AMD's Athlon 200GE is now available in the UK

Would upgrade the little Athlon 5350 in my server. But that would require a new motherboard and RAM [sigh]


From what I've seen though, those little AM1 APUs are hard to come by now
 
Would upgrade the little Athlon 5350 in my server. But that would require a new motherboard and RAM [sigh]


From what I've seen though, those little AM1 APUs are hard to come by now

It is a shame that nothing ever really happened with AM1. Strange to think that today's consoles are still using Jaguar CPU cores, albeit eight of them.
 
It is a shame that nothing ever really happened with AM1. Strange to think that today's consoles are still using Jaguar CPU cores, albeit eight of them.
Aye. Given the size of AM1, it would have been a great alternative to Intel's NUC. Seems strange about consoles but they've been around for nearly 5 years now. Imagine if they used the FX Piledriver arch, thermal output could power the console
 
Aye. Given the size of AM1, it would have been a great alternative to Intel's NUC. Seems strange about consoles but they've been around for nearly 5 years now. Imagine if they used the FX Piledriver arch, thermal output could power the console

It was definately something that made sense at the time, as it beat the PS3/Xbox 360 and going with Bulldozer cores would have meant more heat, bigger coolers and higher wattage PSUs, all of which would increase the cost of the consoles.
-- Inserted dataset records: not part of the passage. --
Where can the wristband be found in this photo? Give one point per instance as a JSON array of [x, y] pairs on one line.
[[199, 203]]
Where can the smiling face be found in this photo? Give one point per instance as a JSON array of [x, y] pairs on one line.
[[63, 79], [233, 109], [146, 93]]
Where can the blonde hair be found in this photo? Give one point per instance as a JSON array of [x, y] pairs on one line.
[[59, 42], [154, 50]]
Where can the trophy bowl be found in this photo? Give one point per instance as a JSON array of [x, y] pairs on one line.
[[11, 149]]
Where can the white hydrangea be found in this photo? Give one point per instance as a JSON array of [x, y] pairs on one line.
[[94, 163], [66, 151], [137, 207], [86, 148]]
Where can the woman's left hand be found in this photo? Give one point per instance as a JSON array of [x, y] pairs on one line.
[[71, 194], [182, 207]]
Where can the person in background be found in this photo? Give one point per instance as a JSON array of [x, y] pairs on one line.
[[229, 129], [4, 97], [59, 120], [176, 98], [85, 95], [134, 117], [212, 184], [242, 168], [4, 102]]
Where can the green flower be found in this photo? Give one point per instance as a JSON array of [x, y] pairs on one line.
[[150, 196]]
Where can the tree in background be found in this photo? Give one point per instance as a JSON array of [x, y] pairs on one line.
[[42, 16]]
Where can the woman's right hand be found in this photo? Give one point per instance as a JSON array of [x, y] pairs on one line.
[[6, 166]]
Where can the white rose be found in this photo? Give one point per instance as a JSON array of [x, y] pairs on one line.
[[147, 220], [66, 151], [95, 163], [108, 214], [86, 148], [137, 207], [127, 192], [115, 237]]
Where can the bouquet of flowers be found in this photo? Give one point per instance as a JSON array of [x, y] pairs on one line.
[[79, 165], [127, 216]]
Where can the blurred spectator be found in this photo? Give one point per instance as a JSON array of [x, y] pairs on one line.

The fans on an Original PS4 can already get plenty loud, hell, even my PS4 Pro can get fairly loud depending on the game.
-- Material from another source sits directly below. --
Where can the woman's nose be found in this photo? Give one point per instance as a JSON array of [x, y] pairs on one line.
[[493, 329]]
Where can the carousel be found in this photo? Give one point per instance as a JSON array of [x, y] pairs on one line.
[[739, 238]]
It will be interesting to see how the Sony/MS go with the PS5 and Xbox Next (2?), as Zen makes a lot of sense. Stronger per-thread performance would be great for future games, but going for eight cores again would make for a fairly big die when combined with a big GPU.
 
It was definately something that made sense at the time, as it beat the PS3/Xbox 360 and going with Bulldozer cores would have meant more heat, bigger coolers and higher wattage PSUs, all of which would increase the cost of the consoles.
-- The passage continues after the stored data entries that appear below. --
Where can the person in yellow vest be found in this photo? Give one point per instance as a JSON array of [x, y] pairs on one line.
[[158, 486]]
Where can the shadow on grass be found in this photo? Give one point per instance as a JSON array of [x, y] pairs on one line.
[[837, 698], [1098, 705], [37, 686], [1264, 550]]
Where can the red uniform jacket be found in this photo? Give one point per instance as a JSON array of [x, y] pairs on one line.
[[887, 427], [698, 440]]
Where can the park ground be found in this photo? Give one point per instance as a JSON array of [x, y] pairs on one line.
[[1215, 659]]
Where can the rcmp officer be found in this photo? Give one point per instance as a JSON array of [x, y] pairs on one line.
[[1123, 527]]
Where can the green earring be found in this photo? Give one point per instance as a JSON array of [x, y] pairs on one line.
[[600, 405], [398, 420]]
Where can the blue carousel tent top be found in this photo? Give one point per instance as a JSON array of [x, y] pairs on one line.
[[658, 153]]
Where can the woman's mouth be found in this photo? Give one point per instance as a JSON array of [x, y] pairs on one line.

The fans on an Original PS4 can already get plenty loud, hell, even my PS4 Pro can get fairly loud depending on the game.

It will be interesting to see how the Sony/MS go with the PS5 and Xbox Next (2?), as Zen makes a lot of sense. Stronger per-thread performance would be great for future games, but going for eight cores again would make for a fairly big die when combined with a big GPU.
Well, the way I see it, doing a Zen 2 quad core would easily smash current console performance, but I'd say a hexa core would be the sweet spot for size, cost and longetivity. 8 core would make sense for a Pro model but that's about it.
 
Well, the way I see it, doing a Zen 2 quad core would easily smash current console performance, but I'd say a hexa core would be the sweet spot for size, cost and longetivity. 8 core would make sense for a Pro model but that's about it.

It all depends on how they plan to implement backwards compatibility. Backwards compatibility is currently a killer feature on Xbox One, especially on the X, so I think Microsoft will be considering an 8-core.

Perhaps Xbox One backwards compatibility could be done on a quad-core eight thread CPU, but at the same time developers will want the new consoles to offer more CPU power.

Remember back in the early days of Xbox 360 and PS3, where games experimented with in-depth physics in titles like Far Cry 2. Today devs are somewhat CPU constrained on consoles, so higher-end hardware would be good for them. It would be nice to see things pushed on the CPU front a little, rather than rely solely on the GPU for innovation.